It always made me laugh as when caught off guard I would reply “Going where?”, forgetting that the whole town of Cobh and people of Cork were behind me as the first and still only Olympian from Cobh had everyone excited and looking forward to watching me step on to the Olympic track.

We have seen it already this week with Mona McSharry in the swimming pool, going all the way to the final of the 100m breaststroke – the first Irish swimmer to reach a final since Michelle Smith in 1996. In her first Olympics, Mona is demonstrating the youthful exuberance and energy you see when an athlete never wants to stop and keep going until they succeed in the final race.

There is no pecking order to adhere to, respect your competitors as you line up but once the gun goes off its game on

As an athlete at your first Olympics, there is nothing to lose and everything to gain, the most important is that you leave a mark that you are satisfied with and could live with if you were never to return to the Olympic stage again.

The time is now to produce the performance of your life, to raise the bar and reach heights that you might not yet believe possible.

There is no greater stage than the Olympic Games and there is no need to be afraid if you have prepared for the competition and the conditions. Of course there also needs to be a sense of realism and with that the ability to relax and deliver a satisfying result that will propel you on to the next level.

In 1992, I took part in the 3,000m, going in to the Games I had set a national record and knew how to win.

That’s the thing with the Olympics; times are irrelevant once you are qualified when you stand on the start line. It’s all about placing to get through each round and on to the next, who doesn’t want to get back out and race again.

Irish athletes need to be desperate to progress further through the rounds and run each race like it’s the final. In the heats in 1992, I won convincingly. I wasn’t saving anything as I wanted to be certain I would be back out on the track for the final.

I can remember the Irish media were all excited as I came off the track, Peter Byrne, Tom O’Riordan, Brendan Mooney, they were never far away. I would later refer to them as The Usual Suspects as wherever I turned up to race in the world for years afterwards, the three amigos were never far behind.

It was like they practised the scripts and each had a different question and then they would all share the answers while reporting for three different newspapers.

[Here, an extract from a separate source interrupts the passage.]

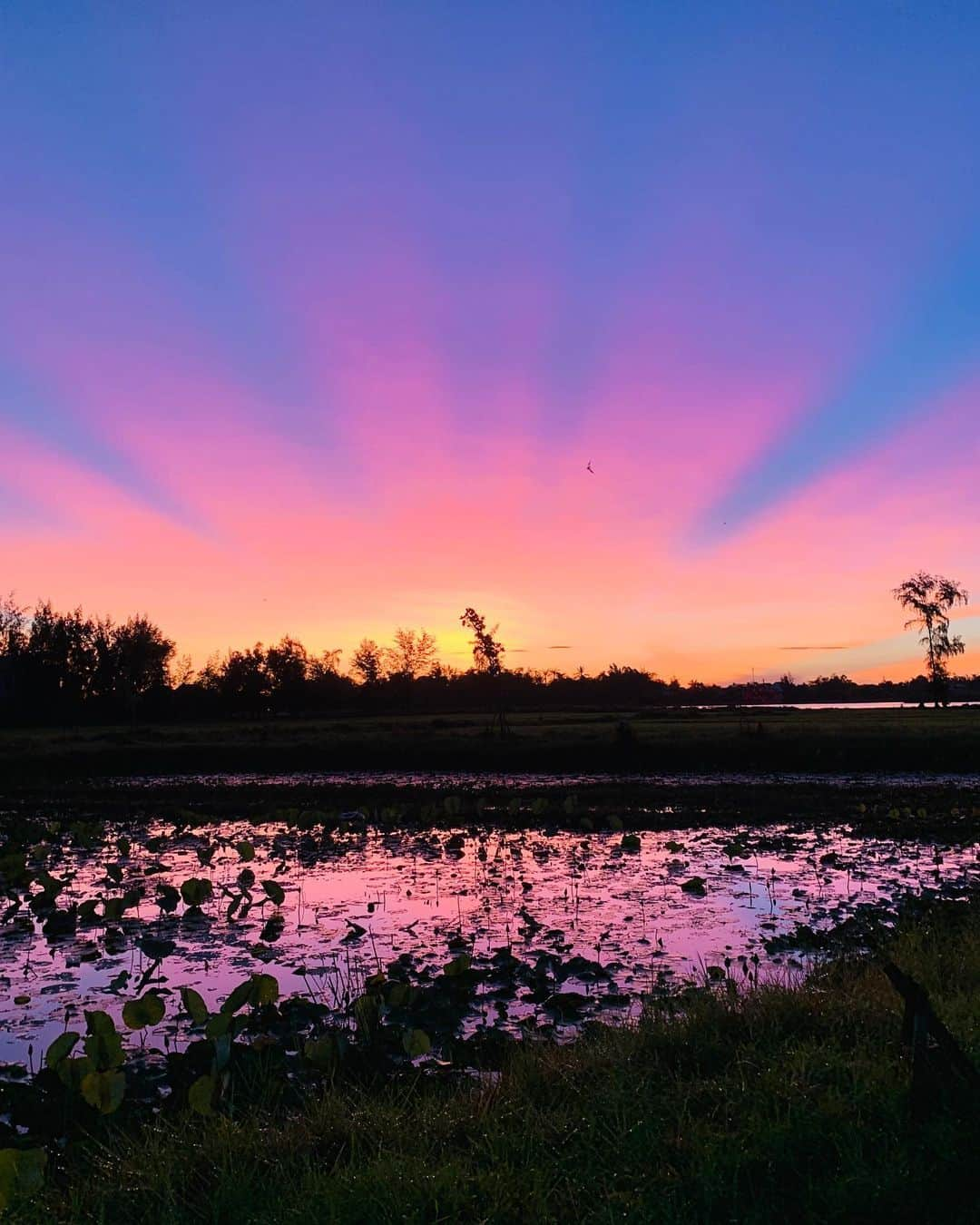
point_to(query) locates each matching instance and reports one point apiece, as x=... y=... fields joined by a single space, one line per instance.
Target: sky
x=314 y=315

I remember Tom asking did I not think about easing down in that final 200m and saving something for the final, that 30 seconds for the final half lap, did it not take something out of me?

Outsmart

I hadn’t even thought of the final yet I was so happy and excited to have got through the heat and felt fantastic. In my mind it would’ve taken more energy to ease back and worry about someone sneaking up on the inside or outside as we approached the finish line.

There is something about making a statement and not waiting your turn to shine, while the elders are trying to outsmart themselves why not get out there and shake things up?

There is no pecking order to adhere to, respect your competitors as you line up but once the gun goes off its game on, and whoever has the determination and will to proceed to the next round will find a way.

If you look back down through the history books winners will always find a way and they make certain that they get to the next round, never sneaking in on a wing and a prayer.

The true championship runners rise to the occasion, and know what’s required and how to make it happen. The racing brain kicks in and any times and limitations are cast aside as you work out how to get in a qualifying position, it’s all about placing and racing and wanting to get back out there no matter what.